Using problems like that always freaks me out. I worry that Im misreading the problems and there is some difference I dont see.


----------



## MetroRAFB (Apr 9, 2007)

There was one problem on my exam that could have used the exact same diagram, but the given values and what they wanted you to solve for were different. I did remember the sample problem though as soon as I read the exam problem, but I didn't even bother looking for it in my notes. By then I had mastered the concepts involved in that problem and didn't need it.

I think as a whole the concept of bringing a bunch of solved sample problems into the exam with you in the hopes of having one exactly like an exam problem is overrated. I did it myself, but simply didn't have any time to try that method if I had wanted to.


----------



## ktulu (Apr 9, 2007)

I agree with you, Metro. But if you have the worked problems, and if the exam question asks for something that you remember solving while studying, then you can go to your problem and see if there was some peculiar constant that's needed that you may have forgotten about.


----------



## MA_PE (Apr 9, 2007)

I actually created an index of the sample exam with problem type and description / stanndard referred to / etc. with the intent of using it as a guide to find the similar problem if ti arose. Truthfully, I don't recall whether or not I actually used it in that fashion, but I do believe that one or two of the test problems were very similar to examples.


----------



## DVINNY (Apr 9, 2007)

I think there is a chance of one or two problems being very similar to something that you have worked, but you don't want to spend 5 of your six minutes looking for it. That method has been tried by me, unsuccessfully


----------



## Road Guy (Apr 9, 2007)

I found 2 problems almost word for word out of one of the 6 minute solutions last time, they were ones I knew how to do, but I pulled them out anyways to check my thought process.

I got stuck on how to do something simple, and had to pull a problem that was a end of chapter problem in the CERM and then look up the solution in the solved problems booklet. It was for an intermediary step, but my brain was hosed and I had to look it up in order to finish the problem.

but for the other 77 problems I didnt scan through any of my solved problems I had brought with me.


----------



## bigray76 (Apr 10, 2007)

The way I am approaching this is that I am bringing all of the worked problems I did (6 mins, companion to the CERM, sample exams) with just the thought that if I am really in a bind for something that looks familiar, I will try to find it (time permitting) after I get through the rest.

I feel like I have worked enough problems concerning things like Open Channel Flow, Level of Service, etc. that I should be okay with what the exam throws at me.... but will feel better just knowing that I have the old exams and worked problems with me just in case.

-Ray


----------



## ktulu (Apr 10, 2007)

bigray76 said:


> The way I am approaching this is that I am bringing all of the worked problems I did (6 mins, companion to the CERM, sample exams) with just the thought that if I am really in a bind for something that looks familiar, I will try to find it (time permitting) after I get through the rest.
> I feel like I have worked enough problems concerning things like Open Channel Flow, Level of Service, etc. that I should be okay with what the exam throws at me.... but will feel better just knowing that I have the old exams and worked problems with me just in case.
> 
> -Ray


That is the attitude I am taking in this time as well....


----------



## RIP - VTEnviro (Apr 10, 2007)

ktulu said:


> I agree with you, Metro. But if you have the worked problems, and if the exam question asks for something that you remember solving while studying, then you can go to your problem and see if there was some peculiar constant that's needed that you may have forgotten about.

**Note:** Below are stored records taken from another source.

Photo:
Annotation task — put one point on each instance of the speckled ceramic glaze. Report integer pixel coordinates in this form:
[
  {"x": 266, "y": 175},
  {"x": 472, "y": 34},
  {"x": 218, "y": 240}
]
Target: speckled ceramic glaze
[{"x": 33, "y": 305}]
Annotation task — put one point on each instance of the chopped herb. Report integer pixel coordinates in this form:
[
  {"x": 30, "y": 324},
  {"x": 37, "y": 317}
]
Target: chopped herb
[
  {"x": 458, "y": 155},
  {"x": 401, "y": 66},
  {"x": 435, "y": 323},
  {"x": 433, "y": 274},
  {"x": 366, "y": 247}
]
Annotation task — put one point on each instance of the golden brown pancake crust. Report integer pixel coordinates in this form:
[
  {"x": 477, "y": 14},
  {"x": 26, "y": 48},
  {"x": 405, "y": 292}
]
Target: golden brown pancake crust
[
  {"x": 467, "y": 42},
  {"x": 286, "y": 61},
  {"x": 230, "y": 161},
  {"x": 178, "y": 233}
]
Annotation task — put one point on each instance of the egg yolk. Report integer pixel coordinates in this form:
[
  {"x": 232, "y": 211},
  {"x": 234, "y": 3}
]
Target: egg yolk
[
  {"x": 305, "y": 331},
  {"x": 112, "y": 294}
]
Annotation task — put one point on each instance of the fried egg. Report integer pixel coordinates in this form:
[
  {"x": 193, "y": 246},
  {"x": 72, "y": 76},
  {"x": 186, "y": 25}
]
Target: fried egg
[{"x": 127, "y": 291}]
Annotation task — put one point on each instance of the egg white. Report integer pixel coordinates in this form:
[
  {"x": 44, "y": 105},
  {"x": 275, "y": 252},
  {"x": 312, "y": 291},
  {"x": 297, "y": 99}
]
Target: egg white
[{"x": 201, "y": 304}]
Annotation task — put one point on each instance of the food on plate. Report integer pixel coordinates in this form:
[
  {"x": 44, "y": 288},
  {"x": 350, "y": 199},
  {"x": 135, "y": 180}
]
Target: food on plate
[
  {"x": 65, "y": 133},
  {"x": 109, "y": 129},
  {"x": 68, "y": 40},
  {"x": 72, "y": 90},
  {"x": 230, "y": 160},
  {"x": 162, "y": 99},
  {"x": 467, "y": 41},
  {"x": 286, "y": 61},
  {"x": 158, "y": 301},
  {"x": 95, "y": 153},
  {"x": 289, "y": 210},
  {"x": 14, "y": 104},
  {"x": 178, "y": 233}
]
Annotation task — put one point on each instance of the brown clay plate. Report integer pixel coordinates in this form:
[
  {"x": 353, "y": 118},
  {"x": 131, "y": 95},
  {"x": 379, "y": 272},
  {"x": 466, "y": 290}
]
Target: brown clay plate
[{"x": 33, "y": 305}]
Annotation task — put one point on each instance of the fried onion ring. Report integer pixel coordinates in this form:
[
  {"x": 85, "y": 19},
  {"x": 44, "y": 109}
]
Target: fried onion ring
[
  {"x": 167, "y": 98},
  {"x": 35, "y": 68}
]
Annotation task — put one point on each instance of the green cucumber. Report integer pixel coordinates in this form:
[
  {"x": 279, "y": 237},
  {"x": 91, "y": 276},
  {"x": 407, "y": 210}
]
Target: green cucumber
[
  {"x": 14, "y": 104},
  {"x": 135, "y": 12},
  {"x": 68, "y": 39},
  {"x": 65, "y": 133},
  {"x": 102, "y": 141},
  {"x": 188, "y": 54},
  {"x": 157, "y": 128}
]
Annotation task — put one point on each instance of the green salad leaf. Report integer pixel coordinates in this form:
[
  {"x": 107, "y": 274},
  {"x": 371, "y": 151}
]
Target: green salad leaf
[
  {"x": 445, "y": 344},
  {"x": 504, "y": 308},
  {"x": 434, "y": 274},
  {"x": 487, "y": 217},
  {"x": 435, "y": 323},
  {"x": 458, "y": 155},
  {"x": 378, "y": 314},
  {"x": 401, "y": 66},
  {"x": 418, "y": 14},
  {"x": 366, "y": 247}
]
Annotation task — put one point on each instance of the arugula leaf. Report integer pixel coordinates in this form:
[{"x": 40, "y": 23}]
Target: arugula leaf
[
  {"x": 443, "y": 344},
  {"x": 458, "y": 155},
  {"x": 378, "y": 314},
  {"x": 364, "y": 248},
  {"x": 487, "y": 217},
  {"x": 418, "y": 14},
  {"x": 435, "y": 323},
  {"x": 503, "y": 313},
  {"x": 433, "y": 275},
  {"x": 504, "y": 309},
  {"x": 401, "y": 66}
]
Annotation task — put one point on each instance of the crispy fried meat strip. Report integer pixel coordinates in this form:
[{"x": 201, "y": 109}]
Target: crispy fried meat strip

I had some problems that were similar enough to practice or reference problems. I'd do the problem then check to see I had followed the correct methodology.


----------



## eriscalla (Apr 11, 2007)

I belive you. I did go through that 3 times.....God forbid this time...Iwas told to try toookatmany exam porblemsjsut to be familier...Hope wedo not have that freeze again..Good Luck


----------



## grover (Apr 13, 2007)

Edit: I guess we can't delete posts, huh?


----------



## ktulu (Apr 24, 2007)

Thought I would reply to my own question.....but I had one exam question that was almost identical from a study question I had in my notes....I mean, all but one number was the same...and what they asked for was the same, as well

And when I read it, I immediately thought of this question I posed here. Ironic, to say the least....


----------



## kioti1 (Apr 24, 2007)

I think I know what problem you are referring to. I actually had several sample problems similiar to that question. Good thing too because I blanked on how to do it.


----------